Multiscreen htsip filter plates

Enzyme-linked immunosorbent assays (ELISAs) were done as described (48 (link)) with addition of 0.05% Tween 20 in block and wash buffers. 4-Hydroxy-3-nitrophenylacetyl hapten (NP) conjugated to BSA (NP-BSA, Ratio 28) was generated in-house with BSA fraction V (Roth Cat# 8076.3) and NP-OSu (Biosearch Technologies Cat# N1010-100). Plates were coated with 2 µg/ml NP-BSA or 1 µg/ml anti-light chain antibodies and developed with 1 µg/ml anti-isotype antibodies and the standards listed in Supplementary Table 1. For enzyme-linked immuno spot (ELISPOT) assays MultiScreen_HTS IP Filter Plates (Merck Cat# MSIPS4510) were coated and developed as described above for the ELISA plates, incubated with cells overnight, washed with 0.1% Tween 20 and processed according to the manufacturer’s instructions.
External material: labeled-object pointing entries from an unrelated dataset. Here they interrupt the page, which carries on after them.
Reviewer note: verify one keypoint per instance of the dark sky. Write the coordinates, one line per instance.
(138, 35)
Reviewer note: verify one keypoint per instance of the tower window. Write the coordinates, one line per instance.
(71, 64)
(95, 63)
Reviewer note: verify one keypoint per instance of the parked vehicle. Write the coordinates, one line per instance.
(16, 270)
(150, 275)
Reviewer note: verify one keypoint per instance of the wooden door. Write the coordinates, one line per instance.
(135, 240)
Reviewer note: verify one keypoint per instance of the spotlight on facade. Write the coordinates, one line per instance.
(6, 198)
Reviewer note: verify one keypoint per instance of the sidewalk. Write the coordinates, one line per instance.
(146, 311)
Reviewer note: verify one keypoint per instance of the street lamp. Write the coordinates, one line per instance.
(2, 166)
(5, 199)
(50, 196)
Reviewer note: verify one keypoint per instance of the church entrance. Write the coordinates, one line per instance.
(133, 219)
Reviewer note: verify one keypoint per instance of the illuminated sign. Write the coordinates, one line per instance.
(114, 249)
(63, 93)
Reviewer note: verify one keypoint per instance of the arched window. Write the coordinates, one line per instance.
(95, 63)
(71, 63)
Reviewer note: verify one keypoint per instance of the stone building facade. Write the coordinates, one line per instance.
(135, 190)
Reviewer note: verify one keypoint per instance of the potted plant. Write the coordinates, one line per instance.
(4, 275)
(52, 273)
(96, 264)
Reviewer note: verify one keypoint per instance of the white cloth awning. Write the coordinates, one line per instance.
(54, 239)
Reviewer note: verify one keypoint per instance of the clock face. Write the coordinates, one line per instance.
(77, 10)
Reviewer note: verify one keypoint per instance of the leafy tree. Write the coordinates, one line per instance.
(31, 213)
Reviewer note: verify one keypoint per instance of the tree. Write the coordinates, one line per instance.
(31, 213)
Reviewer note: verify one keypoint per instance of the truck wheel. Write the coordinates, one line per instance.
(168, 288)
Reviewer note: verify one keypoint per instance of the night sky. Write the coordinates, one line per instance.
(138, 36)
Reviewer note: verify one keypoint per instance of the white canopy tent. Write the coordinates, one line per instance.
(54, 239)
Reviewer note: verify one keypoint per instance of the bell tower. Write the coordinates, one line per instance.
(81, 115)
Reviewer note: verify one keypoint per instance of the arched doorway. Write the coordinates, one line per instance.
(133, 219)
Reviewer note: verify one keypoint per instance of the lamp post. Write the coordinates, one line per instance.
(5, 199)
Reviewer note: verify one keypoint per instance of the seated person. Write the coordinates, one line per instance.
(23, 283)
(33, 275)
For serum protein electrophoresis or immunofixation 10 µl serum was run on buffered agarose gels, pH8.6 Hydragel PROTEIN(E) (Sebia Cat# PN4100) or pH9.2 DOUBLE IF K20 (Sebia Cat# PN3036), and processed according to the manufacturer’s instructions. For proteomics, serum samples were run on multiple lanes of pH8.6 agarose gels and stained with InstantBlue Ultrafast Protein Stain (Sigma Cat# ISB1L). Excised bands were processed and analyzed by tandem mass spectrometry as described below.